Nationalgeographic.co.id—127 tahun lalu, 16 Februari 1894, di kawasan yang dulu disebut dengan istilah Weltevreden, Batavia, lahir seorang putra bangsa yang di kemudian hari dikenal sebagai pribadi yang peduli dan selalu terlibat dalam pergerakan kemerdekaan Indonesia. Namanya Mohammad Husni Thamrin. Ia kemudian dikenal sebagai tokoh Betawi dan mendapat gelar sebagai pahlawan nasional Indonesia.
M.H. Thamrin –demikian namanya kerap disingkat– tidak hanya punya peran penting dalam sejarah pergerakan kemerdekaan Indonesia.

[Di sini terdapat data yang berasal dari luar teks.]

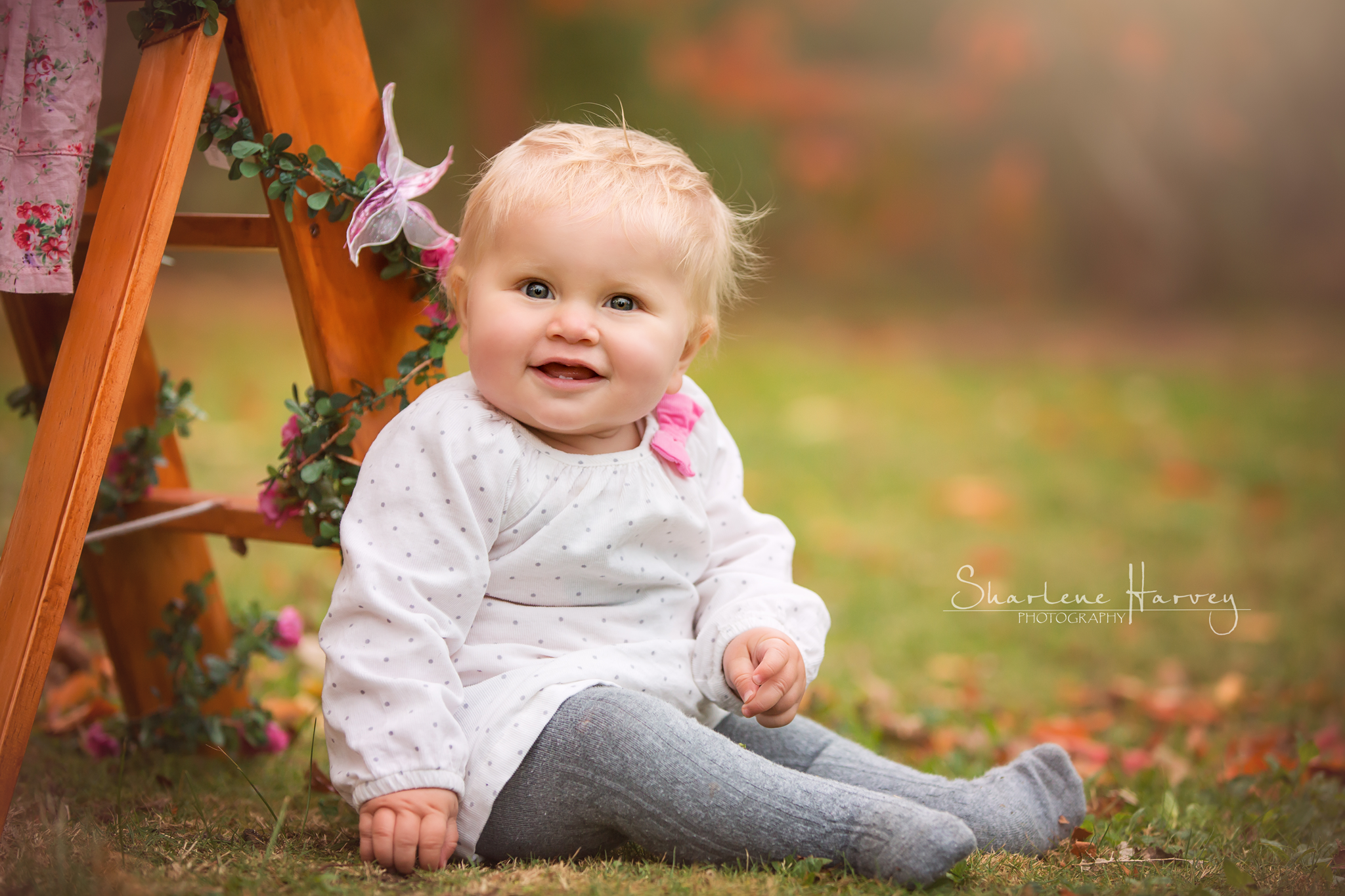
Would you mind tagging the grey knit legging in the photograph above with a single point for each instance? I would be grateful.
(615, 766)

Ternyata dia juga memiliki andil besar dalam sejarah persepakbolaan Indonesia.
“Kalau kita bicara sepakbola Indonesia, tapi nggak bicarain Mohammad Husni Thamrin, itu kayak durhaka,” kata JJ Rizal, sejarawan Indonesia, dalam acara diskusi 127 Tahun M.H. Thamrin, Selasa (16/2/2021).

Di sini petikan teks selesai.